Die Einzelheiten für den erleichterten Euro-Schirm-Zugriff soll die Eurogruppe auf ihrem nächsten Treffen am 9. Juli ausarbeiten, sagte Monti. Italien könnte - sollte Rom sich entsprechend entscheiden - die Möglichkeit zum Anleihenaufkauf durch den Rettungsschirm nutzen. Für ein solches Instrument würde die Europäische Zentralbank als "Agent" fungieren, also im Auftrag des befristeten Schirms EFSF oder des künftigen Schirms ESM am Markt aktiv werden, sagte Monti.
Trotz ihrer Zugeständnisse gab sich auch Merkel zufrieden. Sie betonte, dass auch die künftige Nutzung des Rettungsschirms "im Rahmen unserer Methoden" bleibe - also keine neuen Instrumente geschaffen würden. Allerdings kam sie auch Madrid noch einen Schritt entgegen: So sollen die Europartner - wenn das geplante Hilfsprogramm für die spanischen Banken aus dem ESM kommen wird - ihren bevorzugten Status gegenüber privaten Gläubigern verlieren. Auch das ist eine Maßnahme, um das Geldleihen für Madrid billiger zu machen.

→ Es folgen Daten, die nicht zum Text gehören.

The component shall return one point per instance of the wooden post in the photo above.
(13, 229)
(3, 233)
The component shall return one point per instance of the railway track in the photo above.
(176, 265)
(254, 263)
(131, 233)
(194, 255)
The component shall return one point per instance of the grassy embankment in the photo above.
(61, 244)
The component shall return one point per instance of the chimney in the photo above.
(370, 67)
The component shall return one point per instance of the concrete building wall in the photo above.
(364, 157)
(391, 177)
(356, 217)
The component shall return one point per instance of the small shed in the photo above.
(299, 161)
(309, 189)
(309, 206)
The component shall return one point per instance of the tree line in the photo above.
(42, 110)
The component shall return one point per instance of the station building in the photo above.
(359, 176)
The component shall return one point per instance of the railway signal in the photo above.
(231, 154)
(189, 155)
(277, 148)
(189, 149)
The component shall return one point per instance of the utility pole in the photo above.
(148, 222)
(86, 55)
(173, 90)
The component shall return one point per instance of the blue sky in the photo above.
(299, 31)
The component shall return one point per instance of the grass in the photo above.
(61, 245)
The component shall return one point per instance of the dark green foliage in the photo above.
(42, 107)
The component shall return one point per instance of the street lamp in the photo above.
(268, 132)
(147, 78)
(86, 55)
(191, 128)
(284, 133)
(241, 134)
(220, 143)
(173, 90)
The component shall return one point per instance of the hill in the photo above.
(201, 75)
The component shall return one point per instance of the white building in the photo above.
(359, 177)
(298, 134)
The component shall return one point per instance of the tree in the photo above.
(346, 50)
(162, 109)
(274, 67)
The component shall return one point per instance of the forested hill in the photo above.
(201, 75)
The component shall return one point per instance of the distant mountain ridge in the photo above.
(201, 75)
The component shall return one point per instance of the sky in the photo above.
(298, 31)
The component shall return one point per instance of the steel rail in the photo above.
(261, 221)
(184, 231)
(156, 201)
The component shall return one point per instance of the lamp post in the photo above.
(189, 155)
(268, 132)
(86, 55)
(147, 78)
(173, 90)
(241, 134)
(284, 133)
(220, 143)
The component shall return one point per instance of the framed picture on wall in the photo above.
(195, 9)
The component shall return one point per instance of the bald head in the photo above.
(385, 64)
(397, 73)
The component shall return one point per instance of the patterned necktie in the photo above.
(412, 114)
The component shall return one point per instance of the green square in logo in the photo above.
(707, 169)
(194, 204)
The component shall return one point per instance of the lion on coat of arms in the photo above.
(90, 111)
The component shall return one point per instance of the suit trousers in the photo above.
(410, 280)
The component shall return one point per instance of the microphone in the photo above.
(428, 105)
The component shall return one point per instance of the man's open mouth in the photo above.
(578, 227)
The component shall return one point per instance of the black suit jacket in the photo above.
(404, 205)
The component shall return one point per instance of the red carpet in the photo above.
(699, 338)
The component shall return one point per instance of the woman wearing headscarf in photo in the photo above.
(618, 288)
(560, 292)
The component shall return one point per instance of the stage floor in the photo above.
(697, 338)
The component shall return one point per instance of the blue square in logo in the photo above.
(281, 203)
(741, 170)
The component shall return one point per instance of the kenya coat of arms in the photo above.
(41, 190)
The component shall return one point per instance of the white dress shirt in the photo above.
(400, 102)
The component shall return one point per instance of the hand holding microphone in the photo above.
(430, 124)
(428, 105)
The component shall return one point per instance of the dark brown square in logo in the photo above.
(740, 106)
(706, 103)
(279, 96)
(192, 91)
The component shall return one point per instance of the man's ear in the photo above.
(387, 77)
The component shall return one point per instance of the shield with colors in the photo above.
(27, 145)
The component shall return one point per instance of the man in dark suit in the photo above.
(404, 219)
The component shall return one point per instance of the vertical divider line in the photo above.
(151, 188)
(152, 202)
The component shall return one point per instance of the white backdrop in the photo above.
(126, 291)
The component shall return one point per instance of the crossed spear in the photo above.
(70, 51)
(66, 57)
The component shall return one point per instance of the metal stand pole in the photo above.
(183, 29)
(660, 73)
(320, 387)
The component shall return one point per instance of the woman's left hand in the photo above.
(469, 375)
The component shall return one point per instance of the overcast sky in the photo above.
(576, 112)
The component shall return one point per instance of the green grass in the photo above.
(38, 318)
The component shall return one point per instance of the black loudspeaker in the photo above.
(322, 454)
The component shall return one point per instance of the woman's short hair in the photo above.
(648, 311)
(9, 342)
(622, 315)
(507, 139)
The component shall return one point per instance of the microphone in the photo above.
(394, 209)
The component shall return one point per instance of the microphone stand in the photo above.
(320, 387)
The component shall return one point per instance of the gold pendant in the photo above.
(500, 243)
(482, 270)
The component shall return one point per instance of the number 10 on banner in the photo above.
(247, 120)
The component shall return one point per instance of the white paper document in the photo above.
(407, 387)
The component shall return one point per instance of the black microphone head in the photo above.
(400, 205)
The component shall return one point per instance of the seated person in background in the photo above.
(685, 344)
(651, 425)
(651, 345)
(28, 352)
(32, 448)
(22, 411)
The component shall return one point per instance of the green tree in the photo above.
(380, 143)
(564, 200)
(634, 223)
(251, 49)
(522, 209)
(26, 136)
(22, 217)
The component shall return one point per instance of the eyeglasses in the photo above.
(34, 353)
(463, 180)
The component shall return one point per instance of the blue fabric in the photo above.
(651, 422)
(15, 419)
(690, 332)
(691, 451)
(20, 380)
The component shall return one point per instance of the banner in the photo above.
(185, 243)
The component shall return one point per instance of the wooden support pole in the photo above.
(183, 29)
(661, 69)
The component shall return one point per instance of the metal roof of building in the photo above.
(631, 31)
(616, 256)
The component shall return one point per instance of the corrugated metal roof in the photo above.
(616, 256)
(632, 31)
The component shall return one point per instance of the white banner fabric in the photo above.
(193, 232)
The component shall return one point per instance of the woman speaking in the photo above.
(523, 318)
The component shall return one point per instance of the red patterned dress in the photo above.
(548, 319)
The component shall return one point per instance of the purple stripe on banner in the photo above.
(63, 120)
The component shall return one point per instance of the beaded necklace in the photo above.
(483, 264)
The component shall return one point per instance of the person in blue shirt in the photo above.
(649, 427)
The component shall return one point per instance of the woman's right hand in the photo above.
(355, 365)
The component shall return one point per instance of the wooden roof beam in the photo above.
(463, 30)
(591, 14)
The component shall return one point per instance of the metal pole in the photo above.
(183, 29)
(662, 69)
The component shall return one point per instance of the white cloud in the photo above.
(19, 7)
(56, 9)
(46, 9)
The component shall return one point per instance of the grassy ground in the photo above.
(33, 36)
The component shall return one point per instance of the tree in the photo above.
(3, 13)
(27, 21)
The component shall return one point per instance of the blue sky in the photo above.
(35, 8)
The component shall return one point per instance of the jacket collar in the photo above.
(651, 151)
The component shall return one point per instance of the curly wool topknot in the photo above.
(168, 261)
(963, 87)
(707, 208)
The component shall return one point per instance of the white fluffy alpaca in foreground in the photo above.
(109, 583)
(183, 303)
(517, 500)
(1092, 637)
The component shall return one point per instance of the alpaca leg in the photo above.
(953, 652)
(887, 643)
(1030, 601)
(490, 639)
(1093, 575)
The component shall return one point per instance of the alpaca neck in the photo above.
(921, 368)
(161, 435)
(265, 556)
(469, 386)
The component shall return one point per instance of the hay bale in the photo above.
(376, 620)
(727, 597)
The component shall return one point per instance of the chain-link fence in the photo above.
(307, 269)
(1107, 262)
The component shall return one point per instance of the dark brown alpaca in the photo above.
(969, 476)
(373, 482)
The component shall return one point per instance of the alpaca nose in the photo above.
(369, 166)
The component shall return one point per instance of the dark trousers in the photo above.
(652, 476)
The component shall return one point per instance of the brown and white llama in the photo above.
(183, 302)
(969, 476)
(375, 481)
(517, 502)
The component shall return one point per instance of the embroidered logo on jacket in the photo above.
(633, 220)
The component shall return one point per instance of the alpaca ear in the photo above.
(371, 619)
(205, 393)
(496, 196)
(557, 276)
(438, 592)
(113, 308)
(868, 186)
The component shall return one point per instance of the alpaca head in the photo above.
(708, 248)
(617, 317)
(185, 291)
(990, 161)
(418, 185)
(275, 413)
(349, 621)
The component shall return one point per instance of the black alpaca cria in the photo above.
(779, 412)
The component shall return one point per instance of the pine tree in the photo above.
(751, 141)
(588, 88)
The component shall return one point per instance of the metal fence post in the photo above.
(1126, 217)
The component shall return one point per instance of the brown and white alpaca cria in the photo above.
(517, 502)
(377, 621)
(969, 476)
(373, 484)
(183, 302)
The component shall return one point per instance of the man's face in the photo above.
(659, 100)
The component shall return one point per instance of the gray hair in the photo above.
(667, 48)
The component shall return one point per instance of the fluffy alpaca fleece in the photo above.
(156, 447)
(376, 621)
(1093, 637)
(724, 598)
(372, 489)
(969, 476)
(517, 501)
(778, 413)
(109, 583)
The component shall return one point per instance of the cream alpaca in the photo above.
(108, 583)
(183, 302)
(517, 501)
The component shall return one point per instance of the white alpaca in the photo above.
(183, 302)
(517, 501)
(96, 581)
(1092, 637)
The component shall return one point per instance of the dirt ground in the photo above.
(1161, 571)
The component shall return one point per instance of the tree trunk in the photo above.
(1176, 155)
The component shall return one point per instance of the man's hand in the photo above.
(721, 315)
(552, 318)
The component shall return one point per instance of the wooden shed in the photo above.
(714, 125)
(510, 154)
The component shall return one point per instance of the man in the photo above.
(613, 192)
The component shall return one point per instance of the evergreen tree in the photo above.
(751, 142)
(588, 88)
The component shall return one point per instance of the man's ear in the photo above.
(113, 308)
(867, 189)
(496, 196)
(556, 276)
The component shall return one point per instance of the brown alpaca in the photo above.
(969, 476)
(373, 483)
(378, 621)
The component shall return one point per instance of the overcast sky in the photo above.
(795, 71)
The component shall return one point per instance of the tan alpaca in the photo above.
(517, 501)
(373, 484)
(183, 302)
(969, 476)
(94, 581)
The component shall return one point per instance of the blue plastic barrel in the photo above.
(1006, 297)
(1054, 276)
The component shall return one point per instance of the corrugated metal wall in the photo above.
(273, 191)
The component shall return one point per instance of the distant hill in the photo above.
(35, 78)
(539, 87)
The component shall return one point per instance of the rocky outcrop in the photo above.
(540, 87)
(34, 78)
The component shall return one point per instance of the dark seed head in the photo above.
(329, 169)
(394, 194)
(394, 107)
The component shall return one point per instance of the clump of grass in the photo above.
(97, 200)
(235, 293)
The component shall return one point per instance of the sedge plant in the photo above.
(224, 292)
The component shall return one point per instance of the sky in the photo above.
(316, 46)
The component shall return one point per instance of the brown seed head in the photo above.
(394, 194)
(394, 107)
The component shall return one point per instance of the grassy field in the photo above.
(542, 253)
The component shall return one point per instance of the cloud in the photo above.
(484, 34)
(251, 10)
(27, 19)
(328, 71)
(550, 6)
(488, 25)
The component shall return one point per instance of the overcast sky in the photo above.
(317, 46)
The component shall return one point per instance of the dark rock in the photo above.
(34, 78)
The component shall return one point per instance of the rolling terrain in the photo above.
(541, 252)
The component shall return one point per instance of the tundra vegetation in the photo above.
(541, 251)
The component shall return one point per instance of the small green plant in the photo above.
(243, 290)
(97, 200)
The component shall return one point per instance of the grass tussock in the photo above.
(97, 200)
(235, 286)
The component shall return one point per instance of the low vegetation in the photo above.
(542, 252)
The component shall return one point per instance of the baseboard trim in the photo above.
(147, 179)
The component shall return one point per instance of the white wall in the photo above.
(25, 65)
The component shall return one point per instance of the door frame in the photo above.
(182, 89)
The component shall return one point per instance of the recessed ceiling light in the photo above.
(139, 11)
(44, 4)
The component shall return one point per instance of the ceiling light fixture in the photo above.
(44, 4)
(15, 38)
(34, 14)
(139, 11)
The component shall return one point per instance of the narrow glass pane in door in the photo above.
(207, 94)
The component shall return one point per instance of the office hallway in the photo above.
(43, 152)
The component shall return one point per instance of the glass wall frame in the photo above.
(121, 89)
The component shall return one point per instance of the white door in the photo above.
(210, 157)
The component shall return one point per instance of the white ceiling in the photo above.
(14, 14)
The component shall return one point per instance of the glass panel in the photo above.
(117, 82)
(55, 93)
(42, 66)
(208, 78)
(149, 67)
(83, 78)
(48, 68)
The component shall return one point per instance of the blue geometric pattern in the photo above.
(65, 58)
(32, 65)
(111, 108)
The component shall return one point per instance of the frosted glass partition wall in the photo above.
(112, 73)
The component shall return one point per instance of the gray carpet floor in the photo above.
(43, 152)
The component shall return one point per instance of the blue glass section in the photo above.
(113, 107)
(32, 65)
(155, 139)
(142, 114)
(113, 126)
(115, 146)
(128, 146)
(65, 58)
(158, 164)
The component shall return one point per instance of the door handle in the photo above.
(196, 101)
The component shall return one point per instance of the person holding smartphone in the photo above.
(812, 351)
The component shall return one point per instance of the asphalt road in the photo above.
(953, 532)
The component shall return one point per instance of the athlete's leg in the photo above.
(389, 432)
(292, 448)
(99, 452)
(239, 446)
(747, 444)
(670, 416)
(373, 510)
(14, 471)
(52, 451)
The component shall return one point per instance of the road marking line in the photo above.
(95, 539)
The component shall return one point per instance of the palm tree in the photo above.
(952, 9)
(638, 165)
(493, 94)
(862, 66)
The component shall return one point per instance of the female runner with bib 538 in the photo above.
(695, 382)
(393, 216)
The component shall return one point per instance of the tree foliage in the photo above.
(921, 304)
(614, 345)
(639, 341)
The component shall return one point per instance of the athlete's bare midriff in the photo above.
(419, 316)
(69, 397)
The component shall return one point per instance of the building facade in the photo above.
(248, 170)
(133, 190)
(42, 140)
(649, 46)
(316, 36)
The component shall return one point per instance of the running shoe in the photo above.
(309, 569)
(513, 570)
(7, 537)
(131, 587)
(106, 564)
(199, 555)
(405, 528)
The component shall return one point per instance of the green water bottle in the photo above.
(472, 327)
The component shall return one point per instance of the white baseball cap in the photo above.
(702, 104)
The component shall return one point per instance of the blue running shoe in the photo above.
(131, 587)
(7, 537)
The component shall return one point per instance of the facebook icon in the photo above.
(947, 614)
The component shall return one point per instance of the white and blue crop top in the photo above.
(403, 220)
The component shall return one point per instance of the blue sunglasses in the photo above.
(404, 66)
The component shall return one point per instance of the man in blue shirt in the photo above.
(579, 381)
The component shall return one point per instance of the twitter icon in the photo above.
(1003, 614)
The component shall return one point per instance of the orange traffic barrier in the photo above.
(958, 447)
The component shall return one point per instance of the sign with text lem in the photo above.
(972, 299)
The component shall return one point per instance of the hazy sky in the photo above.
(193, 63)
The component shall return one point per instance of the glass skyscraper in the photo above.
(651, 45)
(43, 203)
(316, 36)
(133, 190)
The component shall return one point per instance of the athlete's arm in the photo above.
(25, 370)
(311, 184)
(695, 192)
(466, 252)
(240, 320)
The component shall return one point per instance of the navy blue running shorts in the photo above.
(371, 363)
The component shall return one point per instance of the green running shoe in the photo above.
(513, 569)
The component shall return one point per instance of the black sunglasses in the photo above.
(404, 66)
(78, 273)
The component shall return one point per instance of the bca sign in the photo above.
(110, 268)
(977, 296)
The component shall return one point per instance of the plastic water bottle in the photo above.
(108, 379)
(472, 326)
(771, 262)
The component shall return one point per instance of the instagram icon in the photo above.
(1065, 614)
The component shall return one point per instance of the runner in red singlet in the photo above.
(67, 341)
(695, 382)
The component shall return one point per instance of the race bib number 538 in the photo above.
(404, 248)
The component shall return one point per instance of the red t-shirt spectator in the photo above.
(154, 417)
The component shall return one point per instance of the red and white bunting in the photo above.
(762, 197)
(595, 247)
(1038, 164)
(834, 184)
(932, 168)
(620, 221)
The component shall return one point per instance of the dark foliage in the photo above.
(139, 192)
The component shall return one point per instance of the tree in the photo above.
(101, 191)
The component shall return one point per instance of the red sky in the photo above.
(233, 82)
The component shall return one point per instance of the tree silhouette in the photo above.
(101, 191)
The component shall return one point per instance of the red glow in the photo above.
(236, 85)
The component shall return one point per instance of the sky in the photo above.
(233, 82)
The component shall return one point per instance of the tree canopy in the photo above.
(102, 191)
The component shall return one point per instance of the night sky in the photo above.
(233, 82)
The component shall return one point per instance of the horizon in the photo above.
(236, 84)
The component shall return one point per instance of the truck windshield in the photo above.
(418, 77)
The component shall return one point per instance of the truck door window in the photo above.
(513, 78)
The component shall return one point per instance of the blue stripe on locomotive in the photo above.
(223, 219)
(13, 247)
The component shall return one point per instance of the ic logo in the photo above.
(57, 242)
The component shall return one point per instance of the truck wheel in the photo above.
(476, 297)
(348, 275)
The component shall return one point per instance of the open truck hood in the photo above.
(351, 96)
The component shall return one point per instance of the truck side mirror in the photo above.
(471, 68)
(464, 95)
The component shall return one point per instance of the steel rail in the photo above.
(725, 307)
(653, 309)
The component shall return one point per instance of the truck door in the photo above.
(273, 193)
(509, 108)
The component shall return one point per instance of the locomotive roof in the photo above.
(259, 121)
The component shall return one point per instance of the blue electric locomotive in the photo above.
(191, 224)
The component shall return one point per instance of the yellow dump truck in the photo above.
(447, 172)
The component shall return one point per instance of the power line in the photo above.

"Die Eurozone wird durch diese Einigung gestärkt", sagte Monti. Der Italiener hatte hoch gepokert: So blockierte er bis zur Einigung auf die Sofortmaßnahmen auch die Verabschiedung eines Wachstumspaktes, auf den er sich schon eine Woche zuvor mit Merkel verständigt hatte. Das war eine glatte Erpressung, denn der Wachstumspakt ist für die Kanzlerin wichtig, um am Nachmittag von Bundestag und Bundesrat eine Zweidrittelmehrheit für den Fiskalpakt und den ESM-Vertrag zu erhalten. Nach dem Durchbruch um 5 Uhr in der Früh betonte sie daher auch, es seien "gute Entscheidungen getroffen worden, was das Wachstum anbelangt". Das Paket soll Mittel von 120 Milliarden Euro mobilisieren, um Jobs zu schaffen und die Konjunktur anzukurbeln.
Van-Rompuy-Papier im Oktober wieder auf dem Tisch
Weiterer Schritt des Gipfels: Merkel und ihre Kollegen gaben den Startschuss für eine Vertiefung der Währungsunion. Zwar gab es noch keine inhaltliche Debatte. Sie verständigten sich aber auf die Großbaustellen. Dazu gehören eine Banken-Union, eine Fiskal-Union sowie eine politische Union. Im Oktober solle ein überarbeiteter Entwurf auf den Tisch kommen.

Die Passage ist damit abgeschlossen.